Over the years as the twins grew up in Wilbraham, Baystate Health was always their go-to health system for both emergency and routine care, so naturally when the sisters learned they were both expecting their first child due within a month of each other in 2019, there was no question they’d deliver their babies at Baystate. “I’ve always wanted to have my children at Baystate, as that was where I was born,” says Emily. Emily’s daughter Grace was born on July 7, just two weeks after Elizabeth’s son Owen took his first breath on June 25.

“We had such a wonderful experience when I had Owen,” Elizabeth says. “Everyone truly went above and beyond, and in our eyes, they made us feel like VIPs.”

Elizabeth remembers her Labor and Delivery nurse’s caring manner when Owen was born with an umbilical cord issue and the NICU (Neonatal Intensive Care Unit) needed to be called. “Naturally, it was a scary moment, but she stayed calm, explained everything clearly, and made sure we felt reassured the entire time,” she says.
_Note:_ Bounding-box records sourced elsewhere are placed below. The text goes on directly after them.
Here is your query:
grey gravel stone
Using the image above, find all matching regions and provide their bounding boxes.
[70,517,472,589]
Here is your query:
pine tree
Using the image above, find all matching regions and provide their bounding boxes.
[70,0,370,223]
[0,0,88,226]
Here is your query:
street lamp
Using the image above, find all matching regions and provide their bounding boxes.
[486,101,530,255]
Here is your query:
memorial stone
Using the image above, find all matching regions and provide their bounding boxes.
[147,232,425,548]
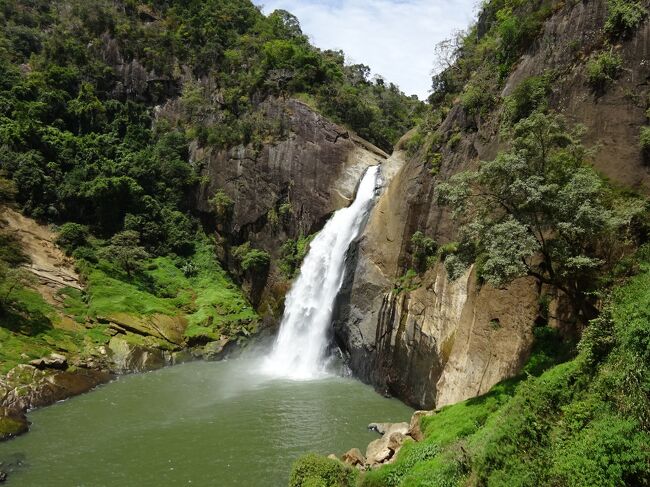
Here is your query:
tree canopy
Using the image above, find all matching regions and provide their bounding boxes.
[438,112,644,318]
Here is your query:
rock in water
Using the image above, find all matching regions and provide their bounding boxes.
[341,448,366,467]
[0,407,29,441]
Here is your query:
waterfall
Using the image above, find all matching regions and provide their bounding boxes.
[263,166,379,379]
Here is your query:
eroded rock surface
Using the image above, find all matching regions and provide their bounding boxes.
[335,0,650,408]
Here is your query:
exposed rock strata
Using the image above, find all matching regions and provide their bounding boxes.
[335,0,650,407]
[192,99,388,324]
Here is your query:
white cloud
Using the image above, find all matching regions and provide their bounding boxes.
[256,0,476,99]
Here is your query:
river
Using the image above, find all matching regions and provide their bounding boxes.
[0,358,412,487]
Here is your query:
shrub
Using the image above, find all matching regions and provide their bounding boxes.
[411,230,438,272]
[605,0,648,39]
[447,132,463,150]
[56,223,89,254]
[241,249,271,271]
[639,127,650,161]
[289,453,357,487]
[460,76,494,115]
[505,76,551,124]
[587,51,623,93]
[233,242,271,272]
[208,189,235,223]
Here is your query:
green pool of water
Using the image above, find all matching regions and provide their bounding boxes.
[0,359,412,487]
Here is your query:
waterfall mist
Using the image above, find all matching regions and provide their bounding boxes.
[263,166,379,380]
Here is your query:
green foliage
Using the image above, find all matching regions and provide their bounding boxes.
[411,230,438,272]
[429,0,561,107]
[639,127,650,160]
[393,269,420,294]
[605,0,648,39]
[460,70,495,115]
[289,454,357,487]
[103,230,149,277]
[438,113,644,319]
[0,176,18,203]
[587,50,623,94]
[241,249,271,272]
[232,242,271,273]
[504,74,551,124]
[278,233,316,279]
[359,247,650,487]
Thankfully Owen’s issue quickly resolved, and Elizabeth was grateful for not just compassionate, patient-centered care, but access to the region’s only Level III Neonatal Intensive Care Unit, should it have been needed.

When Elizabeth returned to Baystate to have her second son in 2023, her nurse remembered her. “Even though she was not assigned to our care that time, she stopped by just to say hello,” she says. “It was such a thoughtful gesture and truly showed how much the staff genuinely care about their patients and families.”

Today cousins Owen and Grace are best friends finishing up first grade in Wilbraham, where they ride the school bus together and will be celebrating turning 7 with a joint birthday party since their birthdays are so close together.

“Thankfully, neither of them has needed to return to Baystate,” says Elizabeth, “but it’s comforting to know that if they ever did, they would be in such amazing hands.”